IMF Staff Concludes Visit to Georgia
September 17, 2019
- 2019 growth remains robust, highlighting the resilience of the Georgian economy.
- The National Bank of Georgia has appropriately raised the policy rate to address inflationary pressures.
An International Monetary Fund (IMF) team, led by Ms. Mercedes Vera-Martin, visited Tbilisi during September 11-17, 2019 to discuss recent economic and financial developments and progress with the structural reforms. At the end of the visit, Ms. Vera-Martin issued the following statement:
“Georgia’s economic fundamentals remain strong. Despite a less supportive economic environment, preliminary estimates suggest higher-than-envisaged economic activity in 2019H1, with growth at around 5 percent. Higher inflation in August (4.9 percent y/y) reflected an excise tax increase, higher food prices, and lari depreciation.
“Preliminary data suggests a significant current account adjustment in 2019H1. Higher exports and remittances helped narrow the current account deficit, while tourism inflows fell short of projections due to Russia’s ban on direct flights. Imports have contracted, driven by lower FDI–related demand and oil prices, and tighter lending standards. Growth in credit to the private sector remains sustained, supported by a pickup in corporate credit and lari-denominated mortgages.
“The team maintains its GDP growth forecast for 2019 at 4.6 percent, while inflation is projected at 5.4 percent at end-2019. Inflation is projected to converge to the 3-percent target in 2020 as monetary conditions tighten. The current account deficit is projected to narrow by almost 2 percentage points of GDP, to 6 percent of GDP in 2019. With increased downside risks to the outlook, including those arising from global trade tensions, safeguarding foreign exchange reserves now will help mitigate the impact of potential future shocks.
“We welcome the authorities’ continued commitment to prudent macro policies and structural reforms.
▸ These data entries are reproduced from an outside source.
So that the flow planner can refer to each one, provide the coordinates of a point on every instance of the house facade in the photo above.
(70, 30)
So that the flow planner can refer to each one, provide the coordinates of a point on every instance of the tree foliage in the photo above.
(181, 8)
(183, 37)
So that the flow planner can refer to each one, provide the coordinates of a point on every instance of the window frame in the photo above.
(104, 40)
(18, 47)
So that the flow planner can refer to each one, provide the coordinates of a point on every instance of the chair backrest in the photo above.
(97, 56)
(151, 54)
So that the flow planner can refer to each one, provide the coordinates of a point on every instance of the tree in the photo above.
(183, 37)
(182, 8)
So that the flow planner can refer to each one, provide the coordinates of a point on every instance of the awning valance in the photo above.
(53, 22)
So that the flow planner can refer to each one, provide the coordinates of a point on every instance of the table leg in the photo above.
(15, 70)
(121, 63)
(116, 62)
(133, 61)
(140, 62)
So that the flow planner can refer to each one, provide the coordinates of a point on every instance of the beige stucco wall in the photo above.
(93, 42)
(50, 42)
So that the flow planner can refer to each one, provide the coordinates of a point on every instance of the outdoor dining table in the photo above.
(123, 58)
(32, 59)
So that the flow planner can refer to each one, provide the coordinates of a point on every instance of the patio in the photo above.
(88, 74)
In response to rising inflation expectations, the National Bank of Georgia (NBG) appropriately raised its policy rate by 50 basis points in September and signaled further rate hikes if inflationary pressures persist. The team recognizes that the depreciation of the lari in recent months may have weighed on Georgian families and businesses, especially those who have borrowed in foreign currency. On balance, however, exchange rate flexibility allows the economy to adapt to shocks faster and, therefore, serves the country well.
“Tax revenue collection remains strong, but measures are needed to reverse losses in tobacco excises in 2019. Improved budget execution has led to a welcome acceleration of public spending in the first half of the year, and the shift from current to capital spending continues as envisaged under the IMF program. Continued fiscal discipline over the medium term will keep debt at safe levels and support an adequate policy mix.
“The team also welcomes the government’s continued efforts in structural reforms to support higher and more inclusive growth, including those related to advancing the education reform. The government should proceed with the implementation of the Pillar 2 pension reform. Timely enactment of the legislation related to corporate insolvency and banking resolution will improve the business environment and financial sector resilience.
“We are grateful for the authorities open and constructive discussions during the visit. The team met with Prime Minister Gakharia, Vice-Prime Minister and Minister of Regional Development and Infrastructure Tskitishvili, Governor of the National Bank Gvenetadze, Minister of Finance Matchavariani, other senior officials, and representatives of the private sector and development partners. We look forward to continuing the dialogue during the October visit for the fifth review of Georgia’s economic reform program supported by the IMF.”